Anyway, it seems to me that there are not too many artists now who are exploding the boundaries between media, but on the contrary the last few years have seen a shift in refocusing practices by medium, at least here in the United States (there's a huge divide between the art made and seen in the US and what people in Europe or even Latin America are doing at present).
The boom in the art market has pretty much been a boom in painting (See the so-called Leipzig School, lots of Chinese artists are painters, LA has been guilty in churning youngish painters by the bucketful, see also the under-Richter such as Marlene Dumas and Luc Tuymans, the precious little masters like Elizabeth Peyton or John Currin, whatever Saatchi is promoting at the moment,etc.)
With this conservative move re-centered on one medium other practices such as video art, performance , installation (I know many artists who practice installation who now define themselves as sculptors for example) and obviously photography have been set aside.

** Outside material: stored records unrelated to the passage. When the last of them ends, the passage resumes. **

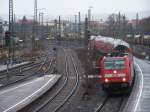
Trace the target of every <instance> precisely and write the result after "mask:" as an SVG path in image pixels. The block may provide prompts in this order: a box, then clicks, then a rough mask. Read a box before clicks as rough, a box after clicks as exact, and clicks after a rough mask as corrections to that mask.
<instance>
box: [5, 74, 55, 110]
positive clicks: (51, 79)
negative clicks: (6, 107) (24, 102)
mask: <svg viewBox="0 0 150 112" xmlns="http://www.w3.org/2000/svg"><path fill="white" fill-rule="evenodd" d="M54 78H55V76H53V77H52V78H50V80H49V81H48V82H47V83H46V84H44V86H42V87H41V88H40V89H38V90H37V91H35V92H34V93H32V94H31V95H29V96H28V97H26V98H24V99H23V100H22V101H20V102H18V103H17V104H15V105H13V106H11V107H9V108H8V109H6V110H4V111H3V112H8V111H10V110H11V109H13V108H15V107H16V106H17V105H19V104H21V103H23V102H24V101H26V100H28V99H30V98H31V97H32V96H34V95H35V94H36V93H38V92H39V91H41V90H42V89H43V88H44V87H45V86H47V85H48V84H49V82H50V81H51V80H53V79H54Z"/></svg>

They are still very much alive and seen abroad, but not so much shown or even collected in US institutions, where a large fraction of the holdings come from private donors many of which simply follow the market.

Of course I am over-simplifying again, since for every mediocre dabbler in figurative acrylic out there, there is an Anri Sala or a Melik Ohanian working, there's the huge success of Doug Aitken (just when his works stops being interesting, IMHO).
The phenomenon that is the Performa Festival in NYC also shows that however much crappy painting is splashed all over the newspapers and magazines other kind of arts are still alive and vibrant. And, to be fair, the resurgence of painting as a commercial phenomenon permit to direct the spotlight toward great artists who were not so favored before, like Mary Heilmann or closer to us Ivan Morley.

Anyway, it seems to me the real question last week at LACMA was really about the separation of art practices between medium/media and whether it was still relevant today, or even if it should be relevant at all. Not for my chic and nevertheless Frenchy self, and I suspect neither for the classy and lively Charlotte Cotton!
Charlotte, welcome to LA and I'm glad you are stirring the soup.
If you wish to see more of Charlotte's fabulous energy, I recommend you check the website she launched, here.


PS: Full disclosure, I've written my Master's thesis under Thierry de Duve.
The picture above is from the post-panel drinks.